One group sent me their yearly calendar and asked my opinion of the schedule for the next year. So, I told them that I was disappointed that there was nothing that focused just on the women. It was all focused toward the men but the women are the support and according to reports most married men (or men in a relationship) have a higher survival rate. This tells me that the women are the backbone to surviving cancer! So, why not give them the same support and honor by helping them learn to cope with the disease? Boy, I did not know what I was stepping into! The next email I received was a request to lead the seminar for Prostate Cancer Awareness Month in our local area. It was a small group but I enjoyed it very much even though I was terrified. I still enjoy speaking to groups about coping and my experiences. I began with one meeting in September 2006 and now am a national board member of Women Against Prostate Cancer. As well, I have worked with the Prostate Cancer Coalition of North Carolina on several projects. The work that I have done for these organizations has given me strength during the past few years to move forward. The work has been a life saver for me! I have meet so many fantastic people through my advocacy that I consider true friends that I can count on whenever I need a shoulder to cry on or ear to sound off to.
DB: What advice would you offer to other women who have a husband or close family member battling cancer?
I think the best advice I can offer is to be patient. While it is so hard to put in action it is actually what they need the most. Let them know how much you love them and care about them, but let them have their space to learn to accept the disease and to deal with it. As a woman, we want to fix things. We want to talk about our feelings. Men aren't wired that way, unfortunately. That's when you are going to have to be really patient but learn, too, when they NEED to talk.
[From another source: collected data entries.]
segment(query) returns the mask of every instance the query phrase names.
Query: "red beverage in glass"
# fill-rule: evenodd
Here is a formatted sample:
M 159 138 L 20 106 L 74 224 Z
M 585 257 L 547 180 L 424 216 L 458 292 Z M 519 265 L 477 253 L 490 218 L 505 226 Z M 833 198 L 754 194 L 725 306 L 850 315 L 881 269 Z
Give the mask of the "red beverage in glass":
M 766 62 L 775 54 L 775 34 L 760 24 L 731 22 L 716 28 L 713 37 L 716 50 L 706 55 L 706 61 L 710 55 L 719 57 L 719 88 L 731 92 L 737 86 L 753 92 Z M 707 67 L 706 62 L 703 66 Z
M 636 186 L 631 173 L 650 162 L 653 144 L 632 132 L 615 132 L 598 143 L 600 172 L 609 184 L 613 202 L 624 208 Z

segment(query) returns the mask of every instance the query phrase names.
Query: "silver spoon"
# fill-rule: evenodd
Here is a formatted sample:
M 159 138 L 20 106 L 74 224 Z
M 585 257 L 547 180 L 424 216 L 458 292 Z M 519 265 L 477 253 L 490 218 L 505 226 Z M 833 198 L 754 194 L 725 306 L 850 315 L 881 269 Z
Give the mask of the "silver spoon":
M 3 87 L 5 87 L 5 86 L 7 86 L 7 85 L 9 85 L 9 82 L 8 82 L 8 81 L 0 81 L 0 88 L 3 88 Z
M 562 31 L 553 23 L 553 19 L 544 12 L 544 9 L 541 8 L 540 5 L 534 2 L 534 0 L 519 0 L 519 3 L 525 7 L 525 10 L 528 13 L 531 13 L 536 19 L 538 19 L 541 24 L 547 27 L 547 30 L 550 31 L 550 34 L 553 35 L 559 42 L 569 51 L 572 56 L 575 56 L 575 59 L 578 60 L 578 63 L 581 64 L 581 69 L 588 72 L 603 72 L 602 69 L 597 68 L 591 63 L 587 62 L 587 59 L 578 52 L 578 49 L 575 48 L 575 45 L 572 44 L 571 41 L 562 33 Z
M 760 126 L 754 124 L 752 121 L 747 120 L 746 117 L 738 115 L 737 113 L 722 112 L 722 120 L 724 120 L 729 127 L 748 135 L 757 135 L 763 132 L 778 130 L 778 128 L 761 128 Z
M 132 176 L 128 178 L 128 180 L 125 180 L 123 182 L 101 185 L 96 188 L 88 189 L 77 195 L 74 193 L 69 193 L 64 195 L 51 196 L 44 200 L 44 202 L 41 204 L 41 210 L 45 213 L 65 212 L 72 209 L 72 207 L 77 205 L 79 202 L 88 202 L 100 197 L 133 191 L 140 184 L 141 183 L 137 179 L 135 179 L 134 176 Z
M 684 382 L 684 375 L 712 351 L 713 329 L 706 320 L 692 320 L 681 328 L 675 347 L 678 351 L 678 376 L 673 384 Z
And, believe me, you will know the signs; snippy, behavior is a good first sign. Sometimes you may have to push a little to get them to open up. My husband would get so mad at me but then he would tell me later that he really needed to talk and was glad he did. Sometimes it's a no-win situation and you have to realize that.
DB: What has kept you strong through this experience?
SGE: I have a very strong faith in God, but it has still been very difficult to learn to live without my husband. He was my rock, my support, my first love -- my everything. He died August 3, 2005. Without him in my life it has been difficult to go through life's trials. On October 14, 2005 I was diagnosed with ovarian cancer and it was a long recovery for me without him with me. I learned through it all, though, that I have more strength than I thought possible I have learned to take every day as they come and appreciate them more. When I down and out, and really missing Kenny, I read Jeremiah 29:11: "For I know the plans I have for you," declares the Lord, "plans to prosper you and not to harm you, plans to give you hope and a future." I do not know God's plans for my life or why Kenny is now gone, but I trust in God and know that he has a plan for me. This gives me the peace that I need to enjoy each and every day.
I have now been cancer-free for four and a half years.
Wow, this is really a touching story. Dealing with cancer is one of life's toughest battles, but stories like this help give the rest of us the strength we need to get through it.